Domaine Georges & Christophe Roumier

Domaine Georges Roumier is a wine producer based in the Côte de Nuits village of Chambolle-Musigny, where it produces some of Burgundy's most expensive, highly rated, and sought-after wines. The Roumier story began when Georges Roumier married Genevieve Quanquin in 1924. Quanquin had family vineyards in Chambolle-Musigny, which Roumier began to expand upon.

Instead of buying plots outright, Roumier used the French sharecropping/lease system of métayage, whereby an individual cultivates the land for the owner in exchange for a proportion of the produce, to build up the domaine's range. Roumier began with small plots in Musigny, moving onto Bonnes Mares as well as securing two plots in Clos de Vougeot. Most recently, Domaine Georges Roumier expanded into Ruchottes-Chambertin, where it is entitled to two thirds of the harvest from a 0.5 hectare (1.2 acre) parcel owned by Michel Bonnefond. The other third is sometimes encountered as Ruchottes wines labeled with the Bonnefond name (the wine is identical to the Roumier version).

When Georges Roumier died in 1965, his son Jean-Marie took over the winemaking. Eventually Christophe, Jean-Marie's son, took over and is the domaine's current winemaker. His focus is very much on the terroir, so new oak is used sparingly and the temperature of the ferment is kept low to allow for the delicacy and fragrance of the wine to shine through.
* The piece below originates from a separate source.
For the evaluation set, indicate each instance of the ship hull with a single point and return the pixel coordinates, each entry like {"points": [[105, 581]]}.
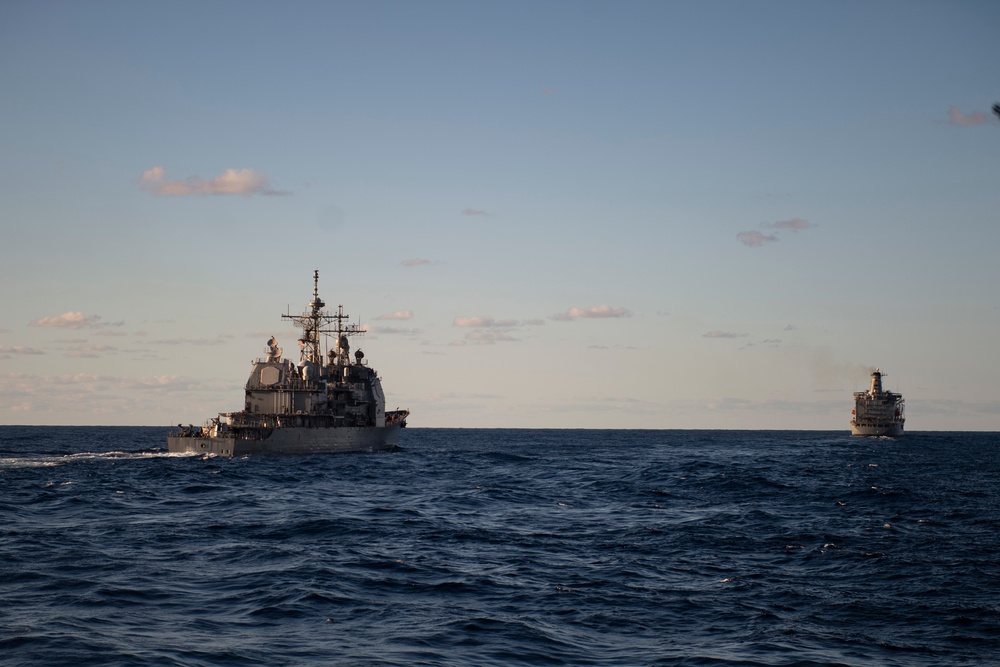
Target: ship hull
{"points": [[292, 440], [890, 430]]}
The grapes are sorted in the vineyard, with a table de tri at the winery since 2003. They are mostly destemmed, albeit depending on vineyard and vintage, with a few more stems being used recently – then placed in wooden fermenters. The juice is given a cool soak at 15° then allowed to start naturally. The juice is punched down twice a day and temperature controlled so as not to exceed 32°C. There is no great reliance on new wood in the maturation cellar, with 15-25% being used for village wines, 25-40% for premiers crus and no more than 50% for Bonnes Mares. In recent years Christophe has been searching for, and achieving, a greater sense of precision in his wines.

The most important plots in the Georges Roumier portfolio are in the Bonnes Mares Grand Cru vineyard (in which the domaine has 1.6 hectares/3.9 acres) and the Chambolle-Musigny Premier Cru Les Amoureuses vineyard (0.4 hectares/one acre), which make two of the domaine's most sought-after wines.